As Nancy Northup, president and CEO of CRR, put it: "If this oppressive law takes effect, it will decimate abortion access in Texas—and that's exactly what it is designed to do."

"The state has put a bounty on the head of any person or entity who so much as gives a patient money for an abortion after six weeks of pregnancy, before most people know they are pregnant," she said. "Worse, it will intimidate loved ones from providing support for fear of being sued."

"And this is happening to Texans as we are fighting another direct challenge to Roe v. Wade in the Supreme Court, out of Mississippi," Northup noted, referencing the court's May decision to hear a challenge to Mississippi's ban on nearly all abortions after 15 weeks of gestation.

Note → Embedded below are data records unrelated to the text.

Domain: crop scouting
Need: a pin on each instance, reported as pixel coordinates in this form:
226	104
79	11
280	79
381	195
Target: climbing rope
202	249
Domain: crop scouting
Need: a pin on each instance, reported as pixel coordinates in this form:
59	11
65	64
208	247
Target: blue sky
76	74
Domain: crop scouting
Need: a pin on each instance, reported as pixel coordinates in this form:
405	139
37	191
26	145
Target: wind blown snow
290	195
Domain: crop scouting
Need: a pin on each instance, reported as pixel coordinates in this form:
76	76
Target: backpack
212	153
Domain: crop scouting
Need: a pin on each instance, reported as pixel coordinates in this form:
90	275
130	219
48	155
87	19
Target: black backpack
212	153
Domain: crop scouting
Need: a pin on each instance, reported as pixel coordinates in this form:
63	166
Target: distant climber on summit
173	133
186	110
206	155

Reproductive rights advocates fear that the Mississippi case or other challenges to states' abortion restrictions and bans could give the high court's six conservative justices opportunities to reverse the historic 1973 decision affirming the constitutional right to end a pregnancy.

However, that fear isn't stopping providers and advocates from fighting back against what an April policy analysis from the Guttmacher Institute described as an "all-out assault" on abortion rights.

Hagstrom Miller told reporters Tuesday that clinic staff and doctors who provide abortions in Texas are already "on edge" and "terrified," forced to navigate "the uncertainty and the surveillance and stress that this kind of law is putting on them."

Patients are also stressed and confused about their rights, she said, explaining that several people have recently asked staff whether it is legal on the days of their abortions.

"Can you imagine," she said, "what that feels like as a patient and as a staff person on the ground in Texas already?"

CRR senior counsel Marc Hearron said on the call that "yet again, after decades of hostility to abortion access and patients," the Texas Legislature has forced a lawsuit.

"We have to act," he said of S.B. 8. "We can't allow this to go into effect."